固定資産税には「賦課期日」があり、毎年1月1日時点の状態でその年度の税額が決まります (出典:総務省 固定資産税の概要・2026年9月時点)。
だから、年の途中で勧告や解体など特例が外れる原因が生じても、その年度はすぐには上がりません。次の1月1日をまたいで、翌年度分から反映されます。 裏を返せば、次の1月1日までに状態を改善すれば特例を維持できる余地があるということです。「いつから」の詳しい流れは 特定空家は誰が決める?管理不全空き家の認定主体と手続き と 空き家の固定資産税はいつから6倍?勧告で住宅用地特例が外れる流れ で確認してください。
今月やること・確認先
このセクションの要点:まず自分の評価額で試算し、増える額を“円”でつかむ。そのうえで放置か活用かを比べます。
- まず試算:課税明細書の土地の評価額を上の式に当てはめ、増える年額を出す。倍率ではなく“円”で把握する
- 放置コストと比べる:増える税額が年数万〜十数万なら、直して貸せば十分に回収できる水準のことも多い。「持ち続けて払う」以外の選択肢と並べて考える
- 解体は試算してから:更地にすると特例が完全に外れる。解体費+税増加と、古家付きで売る・貸す案を必ず比較する
- 払い過ぎもチェック:逆に本来使える特例が適用漏れで高く課税されていないか、課税明細で確認する
- 迷ったら:正確な税額と適用は物件所在地の市区町村(資産税課)で確認するのが確実
「税を払い続けるより、直して家賃を生ませたい」なら、格安の築古を収益物件に変える基本を 空き家投資の始め方|格安中古物件投資入門ガイド で解説しています。上がる固定資産税も、入ってくる家賃があれば「経費」として受け止められるようになります。
※制度の運用や税率・負担調整は自治体・年度により異なります。適用の可否や具体的な税額は、必ず総務省の固定資産税の概要や物件所在地の市区町村でご確認ください。
次に読むべき記事
このセクションの要点:「特例の仕組み → 外れる引き金 → 実額 → 払い過ぎ確認 → 活用」の順で読むと、空き家の税の地図が一枚にまとまります。

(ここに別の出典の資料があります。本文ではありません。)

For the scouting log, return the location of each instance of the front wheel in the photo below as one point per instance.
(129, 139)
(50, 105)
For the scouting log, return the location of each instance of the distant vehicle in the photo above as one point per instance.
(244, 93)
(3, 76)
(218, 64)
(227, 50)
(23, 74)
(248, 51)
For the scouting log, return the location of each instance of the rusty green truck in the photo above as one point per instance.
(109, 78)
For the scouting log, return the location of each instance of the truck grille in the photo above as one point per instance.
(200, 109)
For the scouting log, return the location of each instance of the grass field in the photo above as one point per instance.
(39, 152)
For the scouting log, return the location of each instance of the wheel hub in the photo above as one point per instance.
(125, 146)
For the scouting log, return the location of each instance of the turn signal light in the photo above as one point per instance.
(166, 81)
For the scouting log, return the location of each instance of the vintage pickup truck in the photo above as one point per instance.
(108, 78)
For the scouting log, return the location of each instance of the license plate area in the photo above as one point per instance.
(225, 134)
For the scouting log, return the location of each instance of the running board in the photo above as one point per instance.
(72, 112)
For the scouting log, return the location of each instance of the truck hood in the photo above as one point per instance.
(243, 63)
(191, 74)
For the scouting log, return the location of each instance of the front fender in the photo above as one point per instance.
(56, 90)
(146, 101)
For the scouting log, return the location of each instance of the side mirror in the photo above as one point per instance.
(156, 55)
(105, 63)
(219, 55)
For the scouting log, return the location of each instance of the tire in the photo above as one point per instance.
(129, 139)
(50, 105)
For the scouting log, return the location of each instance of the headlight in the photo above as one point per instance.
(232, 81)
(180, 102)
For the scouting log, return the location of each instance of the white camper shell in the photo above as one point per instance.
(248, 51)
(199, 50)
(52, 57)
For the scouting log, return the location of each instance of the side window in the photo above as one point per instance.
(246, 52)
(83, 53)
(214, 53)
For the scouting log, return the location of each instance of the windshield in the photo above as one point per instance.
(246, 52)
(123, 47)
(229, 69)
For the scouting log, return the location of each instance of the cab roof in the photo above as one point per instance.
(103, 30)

- 特例の仕組み全体:住宅用地特例とは|空き家で外れると固定資産税がいつ・いくら上がる
- 誰が判断するか:特定空家は誰が決める?管理不全空き家の認定主体と手続き
- 解体で上がる誤解:空き家を解体すると固定資産税は上がる?更地6倍の誤解と損しない判断
- 払い過ぎ・適用漏れ:固定資産税は払い過ぎていないか|過大徴収の見抜き方と還付5年
まとめ
空き家の固定資産税が「いくら上がるか」は、課税明細書の土地の評価額さえ分かれば自分で試算できます。 式は「評価額×70%×1.4%」−「評価額×1/6×1.4%」。倍率は6倍ではなく約4倍が現実的な目安です。
大事なのは、倍率でおびえるのではなく「年いくら増えるか」を円でつかむこと。評価額1,200万円なら固定資産税と都市計画税で年10万円前後——この数字を握ってはじめて、放置・解体・活用を冷静に比べられます (出典:総務省 固定資産税の概要・2026年9月時点)。
※本記事は一般的な情報提供を目的としたものであり、個別の税務・法務上の助言ではありません。 税額の計算や適用の可否は、必ず物件所在地の市区町村や税理士・司法書士など専門家にご確認ください。